As normas também diminuíam a fiscalização do Exército sobre a circulação de armas. Elas chegaram a ser criticadas no Congresso sob o argumento de que as alterações deveriam ser feitas por lei, e não por decisão individual do chefe do Executivo.

Rosa considerou que as regras são incompatíveis com o sistema de controle e fiscalização de armas instituído pelo Estatuto do Desarmamento e ultrapassam os limites do poder regulamentar atribuído ao presidente da República pela Constituição.
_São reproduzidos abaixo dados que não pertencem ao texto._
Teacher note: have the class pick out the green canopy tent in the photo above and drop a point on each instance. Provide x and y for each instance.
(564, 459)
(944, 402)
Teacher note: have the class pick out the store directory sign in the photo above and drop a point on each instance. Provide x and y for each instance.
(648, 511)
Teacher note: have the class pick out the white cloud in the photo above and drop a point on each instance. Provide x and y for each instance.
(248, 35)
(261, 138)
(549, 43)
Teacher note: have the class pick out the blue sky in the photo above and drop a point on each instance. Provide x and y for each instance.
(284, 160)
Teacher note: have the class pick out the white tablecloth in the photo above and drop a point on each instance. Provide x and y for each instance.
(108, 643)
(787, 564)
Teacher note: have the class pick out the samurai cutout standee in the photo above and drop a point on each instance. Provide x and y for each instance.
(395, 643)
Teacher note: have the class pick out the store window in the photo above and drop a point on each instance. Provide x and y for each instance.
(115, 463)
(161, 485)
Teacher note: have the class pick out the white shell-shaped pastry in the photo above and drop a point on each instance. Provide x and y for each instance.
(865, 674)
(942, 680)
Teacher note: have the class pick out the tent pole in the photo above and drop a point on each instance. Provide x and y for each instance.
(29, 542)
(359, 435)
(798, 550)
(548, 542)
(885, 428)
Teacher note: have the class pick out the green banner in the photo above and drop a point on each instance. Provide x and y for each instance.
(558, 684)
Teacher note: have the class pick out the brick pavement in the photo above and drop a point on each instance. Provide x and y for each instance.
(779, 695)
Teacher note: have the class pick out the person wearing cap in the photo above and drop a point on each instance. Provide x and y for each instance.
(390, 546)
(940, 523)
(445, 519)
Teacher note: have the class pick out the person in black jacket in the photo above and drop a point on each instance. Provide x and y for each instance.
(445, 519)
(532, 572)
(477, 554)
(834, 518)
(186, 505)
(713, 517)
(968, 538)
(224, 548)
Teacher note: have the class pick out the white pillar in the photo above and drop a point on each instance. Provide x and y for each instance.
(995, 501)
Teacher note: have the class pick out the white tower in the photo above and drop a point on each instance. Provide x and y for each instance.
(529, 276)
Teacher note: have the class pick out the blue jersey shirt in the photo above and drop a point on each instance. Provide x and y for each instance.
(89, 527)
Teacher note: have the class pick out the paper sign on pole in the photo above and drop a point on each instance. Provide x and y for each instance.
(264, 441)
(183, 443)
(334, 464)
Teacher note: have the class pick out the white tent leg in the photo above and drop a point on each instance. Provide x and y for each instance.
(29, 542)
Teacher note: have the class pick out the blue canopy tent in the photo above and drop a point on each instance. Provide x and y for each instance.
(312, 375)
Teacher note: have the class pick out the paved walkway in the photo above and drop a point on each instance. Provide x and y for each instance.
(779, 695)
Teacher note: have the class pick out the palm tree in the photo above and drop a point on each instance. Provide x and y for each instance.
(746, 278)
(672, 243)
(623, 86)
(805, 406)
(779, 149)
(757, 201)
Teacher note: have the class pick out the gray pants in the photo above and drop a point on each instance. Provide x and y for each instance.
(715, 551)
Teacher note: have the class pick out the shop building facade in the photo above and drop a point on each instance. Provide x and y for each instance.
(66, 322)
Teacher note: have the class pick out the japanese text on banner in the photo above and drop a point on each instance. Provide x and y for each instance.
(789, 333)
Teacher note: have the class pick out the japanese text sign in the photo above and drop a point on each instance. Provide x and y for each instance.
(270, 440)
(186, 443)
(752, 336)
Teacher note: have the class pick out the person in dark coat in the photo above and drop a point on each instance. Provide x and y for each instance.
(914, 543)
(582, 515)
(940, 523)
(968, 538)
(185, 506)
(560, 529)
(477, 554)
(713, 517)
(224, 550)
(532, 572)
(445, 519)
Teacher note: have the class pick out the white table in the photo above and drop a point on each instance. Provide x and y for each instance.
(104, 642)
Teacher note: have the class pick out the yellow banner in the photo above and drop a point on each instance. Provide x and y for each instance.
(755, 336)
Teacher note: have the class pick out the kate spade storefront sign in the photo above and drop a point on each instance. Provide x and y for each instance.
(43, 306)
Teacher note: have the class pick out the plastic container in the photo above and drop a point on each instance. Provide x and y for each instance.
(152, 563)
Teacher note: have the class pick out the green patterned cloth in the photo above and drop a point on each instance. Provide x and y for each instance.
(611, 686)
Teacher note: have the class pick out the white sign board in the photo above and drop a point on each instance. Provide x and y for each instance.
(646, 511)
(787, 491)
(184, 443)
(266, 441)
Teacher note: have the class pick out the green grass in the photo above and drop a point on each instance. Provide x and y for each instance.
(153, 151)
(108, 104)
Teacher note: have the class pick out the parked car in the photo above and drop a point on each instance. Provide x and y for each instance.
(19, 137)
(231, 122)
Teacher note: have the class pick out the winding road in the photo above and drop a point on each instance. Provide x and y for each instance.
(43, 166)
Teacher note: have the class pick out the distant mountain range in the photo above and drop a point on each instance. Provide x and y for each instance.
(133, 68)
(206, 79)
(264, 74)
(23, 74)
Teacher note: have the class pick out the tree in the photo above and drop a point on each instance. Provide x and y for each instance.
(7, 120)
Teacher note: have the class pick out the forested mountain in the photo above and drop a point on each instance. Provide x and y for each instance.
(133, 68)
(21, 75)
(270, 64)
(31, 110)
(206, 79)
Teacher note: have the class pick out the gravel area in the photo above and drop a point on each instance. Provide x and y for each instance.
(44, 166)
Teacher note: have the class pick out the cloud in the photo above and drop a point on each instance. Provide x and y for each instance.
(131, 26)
“Tenho por suficientemente evidenciado, pelo menos em juízo preliminar, fundado em cognição sumária inerente aos pronunciamentos judiciais cautelares, que os decretos, ao reformularem a Política Nacional de Armas, excederam aos limites constitucionais inerentes à atividade regulamentar do chefe do Poder Executivo”, disse.

Além disso, afirmou que os regulamentos executivos servem para dar aplicabilidade às leis, devendo-lhes observância ao seu espaço restrito de delegação.

“Em uma ordem jurídica, fundada nos pilares da democracia constitucional e do Estado de Direito, o respeito ao espaço legislativo é requisito de validade constitucional.”

A relatora apontou, ainda, vulneração a políticas públicas de proteção a direitos fundamentais e que é dever do Estado promover a segurança pública como corolário do direito à vida.

A ministra também revogou diversos trechos que facilitavam a compra de armas e munições dos CACs, abreviação dada aos caçadores, atiradores e colecionadores.

Rosa Weber suspendeu, por exemplo, a autorização para prática de tiro recreativo em clubes voltados para isso sem que haja registro prévio dos praticantes.

A ministra suspendeu a redução da idade mínima para praticar tiro de 18 para 14 anos e invalidou a autorização para escolas de tiros comprarem munição em quantidade ilimitada.

Em outro ponto, ela manteve a necessidade de credenciamento na Polícia Federal do psicólogo que comprova aptidão psicológica dos CACs para compra de armas, o que não era mais exigido pelo decreto de Bolsonaro.